申込画面、注文確認メール、解約条件、納品書を保存します。解約できない、電話がつながらない、説明と違う場合は、消費者ホットライン188へ相談します。
フィッシングと偽SMS
SMSやメールのリンクから、口座番号、暗証番号、パスワード、認証コード、マイナンバー、資産情報を入力しないようにします。
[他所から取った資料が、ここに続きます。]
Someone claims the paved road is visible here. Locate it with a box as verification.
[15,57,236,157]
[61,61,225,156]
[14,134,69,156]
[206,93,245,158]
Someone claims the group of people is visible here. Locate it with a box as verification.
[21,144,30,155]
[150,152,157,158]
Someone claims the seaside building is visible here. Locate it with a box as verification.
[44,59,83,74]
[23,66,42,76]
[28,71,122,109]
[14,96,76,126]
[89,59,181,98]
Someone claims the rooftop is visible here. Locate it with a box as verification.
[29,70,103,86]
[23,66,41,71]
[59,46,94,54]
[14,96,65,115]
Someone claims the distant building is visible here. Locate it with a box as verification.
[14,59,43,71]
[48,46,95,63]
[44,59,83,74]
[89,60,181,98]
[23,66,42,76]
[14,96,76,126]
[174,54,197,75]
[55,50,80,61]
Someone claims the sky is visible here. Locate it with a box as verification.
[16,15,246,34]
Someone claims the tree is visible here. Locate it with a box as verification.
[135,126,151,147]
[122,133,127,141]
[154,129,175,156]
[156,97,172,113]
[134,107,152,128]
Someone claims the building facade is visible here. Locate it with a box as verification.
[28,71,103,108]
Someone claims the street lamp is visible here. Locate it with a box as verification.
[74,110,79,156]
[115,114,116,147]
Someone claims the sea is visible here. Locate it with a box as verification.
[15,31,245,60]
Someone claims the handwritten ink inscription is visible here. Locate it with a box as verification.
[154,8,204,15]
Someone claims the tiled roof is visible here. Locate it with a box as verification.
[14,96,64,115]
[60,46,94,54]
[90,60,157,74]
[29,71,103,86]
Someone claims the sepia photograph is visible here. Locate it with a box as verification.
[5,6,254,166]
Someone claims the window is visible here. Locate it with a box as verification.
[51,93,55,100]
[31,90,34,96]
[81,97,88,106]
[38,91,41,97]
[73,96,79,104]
親のスマホでは、不審なSMSのスクリーンショットを残す、リンクを押さない、公式アプリや公式サイトから確認する、認証コードを誰にも教えない、というルールを決めます。
特殊詐欺
警察庁は、特殊詐欺の手口や対策を案内しています。対策の基本は、犯人と話さないことです。防犯機能付き電話、自動通話録音、番号表示、迷惑電話対策アプリなども検討します。
被害が疑われる場合は、消費者ホットライン188、警察相談専用電話#9110、最寄りの警察署へ早めに相談します。
よくある質問
親の通帳を子どもが預かってもいいですか?
本人の同意があり、目的、期間、保管場所、使用ルールを記録している場合でも、家族が自由に出金してよいわけではありません。判断能力の低下や親族間対立がある場合は、地域包括支援センター、自治体、家庭裁判所、専門家に相談します。
親のキャッシュカードの暗証番号を聞いておくべきですか?
この記事ではすすめません。暗証番号の共有は、不正利用、紛失、親族間トラブルの原因になります。必要な手続きがある場合は、本人同席で金融機関に相談する流れにします。
支払い忘れが増えたら、最初に何を見ればいいですか?
未開封の郵便物、督促状、通帳の引き落とし履歴、公共料金、通信費、保険料、税金の納付書から確認します。生活に直結する電気、ガス、水道、電話を優先します。
認知症かもしれない場合、家族が口座を管理してよいですか?
個別判断はできません。判断能力が不十分な場合は、成年後見制度などが関係する可能性があります。家庭裁判所、自治体、地域包括支援センター、専門家に相談してください。
成年後見制度を使えば、家族が親のお金を自由に使えますか?
いいえ。成年後見制度は本人の権利と利益を守るための制度です。後見人等は本人の財産を自分のために使えるわけではありません。制度利用は家庭裁判所や専門家へ確認してください。
まとめ
親のお金の管理が心配になったときは、家族が勝手に通帳やカードを管理するのではなく、本人同意と記録を前提に見える化します。
年金、預貯金、公共料金、保険、通信契約、サブスク、税金を整理し、立替や出金は日付、金額、使途、同席者を残します。兄弟姉妹がいる場合は、共有範囲と頻度も決めておきます。
判断能力の低下、詐欺、消費者トラブルが心配な場合は、家族だけで抱えず、地域包括支援センター、消費生活センター、家庭裁判所、警察、専門家へ早めに相談してください。